6. In bedrijven die behoren tot vitale sectoren wordt het mogelijk dat een lopende loopbaanonderbreking of tijdskrediet tijdelijk wordt geschorst in onderling overleg tussen werknemer en werkgever. De werknemer brengt de RVA daarvan schriftelijk op de hoogte (eventueel via een door de RVA te voorzien modelformulier). Tijdens de periode van schorsing is er geen recht op uitkering. Na de schorsing, loopt de oorspronkelijke loopbaanonderbreking door voor de resterende periode en onder dezelfde voorwaarden.

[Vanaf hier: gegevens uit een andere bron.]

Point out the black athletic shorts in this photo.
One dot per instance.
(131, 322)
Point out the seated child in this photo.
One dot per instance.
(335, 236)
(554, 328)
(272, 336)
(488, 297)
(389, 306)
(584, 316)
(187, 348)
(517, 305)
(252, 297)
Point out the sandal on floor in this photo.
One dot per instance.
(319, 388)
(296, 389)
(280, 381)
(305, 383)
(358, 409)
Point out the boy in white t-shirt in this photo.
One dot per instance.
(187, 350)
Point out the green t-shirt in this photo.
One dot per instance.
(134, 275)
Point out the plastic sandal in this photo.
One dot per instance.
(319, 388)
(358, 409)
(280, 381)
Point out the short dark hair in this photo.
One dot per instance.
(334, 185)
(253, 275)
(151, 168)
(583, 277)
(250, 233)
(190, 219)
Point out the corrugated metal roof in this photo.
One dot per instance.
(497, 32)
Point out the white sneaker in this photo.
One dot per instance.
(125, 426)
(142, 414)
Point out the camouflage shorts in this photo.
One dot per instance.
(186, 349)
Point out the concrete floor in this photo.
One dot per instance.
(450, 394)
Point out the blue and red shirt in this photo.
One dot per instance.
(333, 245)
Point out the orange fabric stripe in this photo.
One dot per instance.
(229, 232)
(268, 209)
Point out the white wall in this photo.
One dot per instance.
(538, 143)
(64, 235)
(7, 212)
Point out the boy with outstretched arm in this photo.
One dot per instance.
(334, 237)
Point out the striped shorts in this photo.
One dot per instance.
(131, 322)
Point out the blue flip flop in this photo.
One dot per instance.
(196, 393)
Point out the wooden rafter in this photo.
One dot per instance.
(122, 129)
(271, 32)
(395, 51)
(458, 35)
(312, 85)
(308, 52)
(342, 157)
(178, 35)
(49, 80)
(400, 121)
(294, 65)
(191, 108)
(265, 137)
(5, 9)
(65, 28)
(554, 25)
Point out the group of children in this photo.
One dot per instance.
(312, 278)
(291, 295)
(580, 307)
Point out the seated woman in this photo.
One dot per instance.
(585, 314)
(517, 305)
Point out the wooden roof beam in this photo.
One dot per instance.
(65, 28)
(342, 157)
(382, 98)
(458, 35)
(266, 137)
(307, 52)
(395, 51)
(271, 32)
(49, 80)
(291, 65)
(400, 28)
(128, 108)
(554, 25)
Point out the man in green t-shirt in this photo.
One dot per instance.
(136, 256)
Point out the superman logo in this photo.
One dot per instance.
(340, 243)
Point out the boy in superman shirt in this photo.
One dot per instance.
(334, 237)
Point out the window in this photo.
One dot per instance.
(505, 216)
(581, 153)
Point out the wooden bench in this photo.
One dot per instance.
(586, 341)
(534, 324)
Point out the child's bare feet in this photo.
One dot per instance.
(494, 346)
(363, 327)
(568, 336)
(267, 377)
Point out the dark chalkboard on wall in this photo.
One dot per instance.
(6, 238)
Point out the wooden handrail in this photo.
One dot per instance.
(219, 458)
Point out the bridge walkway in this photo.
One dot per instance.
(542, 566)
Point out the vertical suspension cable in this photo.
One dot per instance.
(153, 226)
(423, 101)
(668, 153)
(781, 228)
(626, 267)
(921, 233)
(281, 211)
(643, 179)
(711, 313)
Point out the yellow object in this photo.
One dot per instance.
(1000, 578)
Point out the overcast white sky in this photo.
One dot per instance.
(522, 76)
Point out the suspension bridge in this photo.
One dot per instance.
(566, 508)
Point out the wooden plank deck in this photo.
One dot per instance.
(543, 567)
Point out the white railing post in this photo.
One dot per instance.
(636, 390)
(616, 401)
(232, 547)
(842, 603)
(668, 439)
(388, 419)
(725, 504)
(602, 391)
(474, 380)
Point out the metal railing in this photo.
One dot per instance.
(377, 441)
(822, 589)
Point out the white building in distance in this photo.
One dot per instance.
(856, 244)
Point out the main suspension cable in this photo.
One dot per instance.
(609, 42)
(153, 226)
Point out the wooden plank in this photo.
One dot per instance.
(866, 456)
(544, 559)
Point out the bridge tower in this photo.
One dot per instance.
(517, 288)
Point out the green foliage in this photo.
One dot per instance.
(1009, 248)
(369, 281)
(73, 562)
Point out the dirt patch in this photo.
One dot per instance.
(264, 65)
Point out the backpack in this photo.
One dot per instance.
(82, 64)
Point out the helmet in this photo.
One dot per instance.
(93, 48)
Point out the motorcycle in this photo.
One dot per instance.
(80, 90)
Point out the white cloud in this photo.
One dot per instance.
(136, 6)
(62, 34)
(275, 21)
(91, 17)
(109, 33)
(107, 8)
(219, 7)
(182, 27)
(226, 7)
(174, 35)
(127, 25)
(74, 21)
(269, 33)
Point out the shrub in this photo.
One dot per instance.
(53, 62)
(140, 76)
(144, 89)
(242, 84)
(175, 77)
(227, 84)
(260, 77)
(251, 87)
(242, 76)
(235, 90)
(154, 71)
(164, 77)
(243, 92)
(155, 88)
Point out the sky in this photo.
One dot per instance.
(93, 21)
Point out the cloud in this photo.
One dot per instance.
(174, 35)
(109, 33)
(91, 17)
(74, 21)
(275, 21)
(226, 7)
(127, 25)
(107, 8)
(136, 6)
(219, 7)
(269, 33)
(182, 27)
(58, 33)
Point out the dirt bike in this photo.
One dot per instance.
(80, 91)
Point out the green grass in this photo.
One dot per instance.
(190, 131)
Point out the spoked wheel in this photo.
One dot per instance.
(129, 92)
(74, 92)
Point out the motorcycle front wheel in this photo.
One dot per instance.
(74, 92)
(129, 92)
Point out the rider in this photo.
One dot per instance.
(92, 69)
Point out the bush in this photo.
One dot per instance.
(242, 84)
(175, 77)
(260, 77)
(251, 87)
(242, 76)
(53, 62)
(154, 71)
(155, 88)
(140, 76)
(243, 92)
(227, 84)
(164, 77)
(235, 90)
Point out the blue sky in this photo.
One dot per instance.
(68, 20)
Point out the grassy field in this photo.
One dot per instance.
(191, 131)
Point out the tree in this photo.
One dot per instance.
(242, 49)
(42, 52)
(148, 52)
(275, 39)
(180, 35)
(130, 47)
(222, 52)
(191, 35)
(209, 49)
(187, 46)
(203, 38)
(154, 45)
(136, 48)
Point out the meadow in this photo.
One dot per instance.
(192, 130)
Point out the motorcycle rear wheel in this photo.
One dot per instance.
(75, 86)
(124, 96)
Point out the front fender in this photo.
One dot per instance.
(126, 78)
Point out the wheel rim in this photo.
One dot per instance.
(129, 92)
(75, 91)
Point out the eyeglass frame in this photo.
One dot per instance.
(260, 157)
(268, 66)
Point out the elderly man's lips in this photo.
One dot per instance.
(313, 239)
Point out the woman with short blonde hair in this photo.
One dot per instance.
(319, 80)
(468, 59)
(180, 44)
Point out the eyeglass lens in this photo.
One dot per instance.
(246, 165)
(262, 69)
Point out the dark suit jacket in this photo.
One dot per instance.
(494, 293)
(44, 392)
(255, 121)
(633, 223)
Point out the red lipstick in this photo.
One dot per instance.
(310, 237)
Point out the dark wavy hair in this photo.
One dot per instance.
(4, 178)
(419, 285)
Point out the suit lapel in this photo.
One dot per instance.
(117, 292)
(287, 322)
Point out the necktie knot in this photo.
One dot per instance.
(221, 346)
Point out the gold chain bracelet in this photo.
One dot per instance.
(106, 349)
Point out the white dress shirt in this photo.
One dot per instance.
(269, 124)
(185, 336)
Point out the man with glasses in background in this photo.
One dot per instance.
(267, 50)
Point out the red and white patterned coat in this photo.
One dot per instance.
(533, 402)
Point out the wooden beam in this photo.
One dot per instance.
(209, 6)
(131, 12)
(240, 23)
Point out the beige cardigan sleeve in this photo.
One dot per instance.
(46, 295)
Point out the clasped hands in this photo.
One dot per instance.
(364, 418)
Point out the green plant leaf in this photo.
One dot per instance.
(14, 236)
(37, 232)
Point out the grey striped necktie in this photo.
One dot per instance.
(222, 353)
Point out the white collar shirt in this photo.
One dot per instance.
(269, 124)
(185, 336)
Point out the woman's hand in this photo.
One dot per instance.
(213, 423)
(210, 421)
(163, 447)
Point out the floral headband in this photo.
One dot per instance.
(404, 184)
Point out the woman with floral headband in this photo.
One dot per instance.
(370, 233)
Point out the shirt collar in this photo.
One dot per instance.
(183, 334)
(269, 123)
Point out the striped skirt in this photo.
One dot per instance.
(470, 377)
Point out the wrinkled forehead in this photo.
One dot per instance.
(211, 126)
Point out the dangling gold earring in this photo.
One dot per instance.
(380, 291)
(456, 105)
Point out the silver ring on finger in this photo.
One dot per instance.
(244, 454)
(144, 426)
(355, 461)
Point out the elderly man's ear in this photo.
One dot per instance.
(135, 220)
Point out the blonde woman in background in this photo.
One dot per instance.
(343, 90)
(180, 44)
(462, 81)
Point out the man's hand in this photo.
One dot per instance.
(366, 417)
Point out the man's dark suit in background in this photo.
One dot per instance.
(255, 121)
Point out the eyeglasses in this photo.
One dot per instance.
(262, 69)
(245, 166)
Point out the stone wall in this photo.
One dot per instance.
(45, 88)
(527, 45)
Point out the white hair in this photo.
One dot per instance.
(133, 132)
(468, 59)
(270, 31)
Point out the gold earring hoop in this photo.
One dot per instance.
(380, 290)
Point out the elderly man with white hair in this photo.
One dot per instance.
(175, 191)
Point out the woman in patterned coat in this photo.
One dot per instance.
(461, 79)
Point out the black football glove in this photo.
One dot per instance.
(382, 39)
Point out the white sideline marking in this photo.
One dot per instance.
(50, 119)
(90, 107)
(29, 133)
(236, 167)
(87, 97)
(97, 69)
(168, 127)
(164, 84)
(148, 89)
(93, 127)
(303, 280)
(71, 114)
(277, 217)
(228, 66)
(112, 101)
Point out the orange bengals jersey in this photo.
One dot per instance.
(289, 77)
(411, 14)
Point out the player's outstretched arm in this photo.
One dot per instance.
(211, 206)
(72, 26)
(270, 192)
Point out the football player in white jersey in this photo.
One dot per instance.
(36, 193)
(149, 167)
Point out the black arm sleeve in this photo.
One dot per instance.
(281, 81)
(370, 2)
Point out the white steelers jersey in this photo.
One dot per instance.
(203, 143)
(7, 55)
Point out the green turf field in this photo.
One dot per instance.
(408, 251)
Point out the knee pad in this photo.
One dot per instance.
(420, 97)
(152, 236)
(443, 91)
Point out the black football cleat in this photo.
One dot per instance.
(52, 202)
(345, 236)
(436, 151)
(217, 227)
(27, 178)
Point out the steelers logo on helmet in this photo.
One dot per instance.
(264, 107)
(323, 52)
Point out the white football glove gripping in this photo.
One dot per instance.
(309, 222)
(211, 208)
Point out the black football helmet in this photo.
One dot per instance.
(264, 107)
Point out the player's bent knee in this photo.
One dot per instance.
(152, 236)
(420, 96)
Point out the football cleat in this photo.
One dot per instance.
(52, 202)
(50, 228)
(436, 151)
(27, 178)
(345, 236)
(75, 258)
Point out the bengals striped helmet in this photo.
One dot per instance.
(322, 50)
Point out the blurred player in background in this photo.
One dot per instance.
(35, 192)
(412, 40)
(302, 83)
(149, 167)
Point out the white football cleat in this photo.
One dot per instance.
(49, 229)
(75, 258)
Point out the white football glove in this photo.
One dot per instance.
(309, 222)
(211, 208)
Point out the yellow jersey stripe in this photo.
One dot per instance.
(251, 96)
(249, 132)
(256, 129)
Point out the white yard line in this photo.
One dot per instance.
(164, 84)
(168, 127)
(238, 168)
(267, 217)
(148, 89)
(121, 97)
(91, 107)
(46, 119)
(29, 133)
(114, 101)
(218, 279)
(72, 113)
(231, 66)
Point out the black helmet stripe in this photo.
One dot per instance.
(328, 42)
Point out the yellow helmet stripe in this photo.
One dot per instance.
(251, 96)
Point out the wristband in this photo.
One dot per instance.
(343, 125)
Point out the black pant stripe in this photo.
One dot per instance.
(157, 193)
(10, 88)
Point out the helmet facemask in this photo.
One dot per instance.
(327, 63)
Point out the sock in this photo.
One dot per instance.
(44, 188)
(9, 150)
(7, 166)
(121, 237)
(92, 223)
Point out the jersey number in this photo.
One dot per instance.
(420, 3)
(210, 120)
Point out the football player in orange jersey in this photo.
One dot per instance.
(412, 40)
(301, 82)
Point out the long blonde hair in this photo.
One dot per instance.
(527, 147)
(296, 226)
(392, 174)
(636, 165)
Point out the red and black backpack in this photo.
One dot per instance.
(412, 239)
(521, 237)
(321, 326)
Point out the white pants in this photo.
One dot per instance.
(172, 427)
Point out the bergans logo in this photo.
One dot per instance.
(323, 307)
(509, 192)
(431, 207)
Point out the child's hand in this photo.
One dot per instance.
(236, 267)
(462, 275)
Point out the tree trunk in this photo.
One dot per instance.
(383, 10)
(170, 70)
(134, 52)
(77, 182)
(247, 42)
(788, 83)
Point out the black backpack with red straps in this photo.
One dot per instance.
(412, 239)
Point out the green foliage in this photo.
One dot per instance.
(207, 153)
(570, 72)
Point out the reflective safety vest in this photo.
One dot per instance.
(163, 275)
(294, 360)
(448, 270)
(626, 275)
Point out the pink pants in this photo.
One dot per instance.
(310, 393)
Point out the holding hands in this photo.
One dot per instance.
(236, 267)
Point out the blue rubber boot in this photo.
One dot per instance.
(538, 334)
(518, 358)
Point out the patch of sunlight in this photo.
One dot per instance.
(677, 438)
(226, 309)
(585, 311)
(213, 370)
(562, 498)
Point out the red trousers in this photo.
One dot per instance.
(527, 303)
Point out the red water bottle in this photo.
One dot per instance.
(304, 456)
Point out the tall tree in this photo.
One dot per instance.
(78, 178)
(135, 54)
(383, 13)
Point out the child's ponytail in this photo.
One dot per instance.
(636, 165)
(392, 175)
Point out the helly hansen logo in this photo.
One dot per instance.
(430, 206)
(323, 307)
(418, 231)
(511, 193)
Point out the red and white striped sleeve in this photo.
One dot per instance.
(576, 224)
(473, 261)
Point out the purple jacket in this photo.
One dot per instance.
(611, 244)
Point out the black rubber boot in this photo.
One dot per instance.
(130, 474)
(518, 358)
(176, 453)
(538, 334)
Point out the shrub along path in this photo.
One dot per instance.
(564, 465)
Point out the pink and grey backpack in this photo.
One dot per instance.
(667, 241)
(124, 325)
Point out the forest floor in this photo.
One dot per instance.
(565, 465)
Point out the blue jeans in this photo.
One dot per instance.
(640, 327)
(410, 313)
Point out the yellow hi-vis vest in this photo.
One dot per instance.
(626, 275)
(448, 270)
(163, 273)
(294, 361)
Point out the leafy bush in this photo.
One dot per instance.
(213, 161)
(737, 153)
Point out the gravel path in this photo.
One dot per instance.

Daarnaast kunnen werknemers in loopbaanonderbreking of tijdskrediet die niet tot een vitale sector behoren, tijdelijk tewerkgesteld worden door een andere werkgever die wel behoort tot een vitale sector, zodat daar eventuele tekorten aan arbeidskrachten kunnen worden opgevangen. De werknemer brengt de RVA schriftelijk op de hoogte van elke nieuwe tewerkstelling (eventueel via een door de RVA te voorzien modelformulier). De arbeidsovereenkomst bij de andere werkgever wordt schriftelijk vastgesteld en bevat een einddatum tot 31 mei 2020 (eventueel nog verlengbaar tot 30 juni 2020). Om te vermijden dat een werknemer financieel benadeeld wordt, is voorzien dat de werknemer 75% van zijn uitkering kan behouden tijdens de duur van de arbeidsovereenkomst.
Vitale sectoren zijn gedefinieerd in een bijlage bij het besluit. Het gaat over de volgende paritaire comités (eventueel nog aan te passen door de Koning):
- Paritair Comité nr. 144 voor de landbouw, voor zover de werknemer uitsluitend wordt tewerkgesteld op de eigen gronden van de werkgever;
- Paritair Comité nr. 145 voor het tuinbouwbedrijf, met uitzondering van de sector inplanting en onderhoud van parken en tuinen;
- Paritair Comité nr. 146 voor het bosbouwbedrijf;
- Paritair Comité nr. 322 voor de uitzendarbeid voor zover de uitzendkracht wordt tewerkgesteld bij een gebruiker in één van de bovengenoemde sectoren.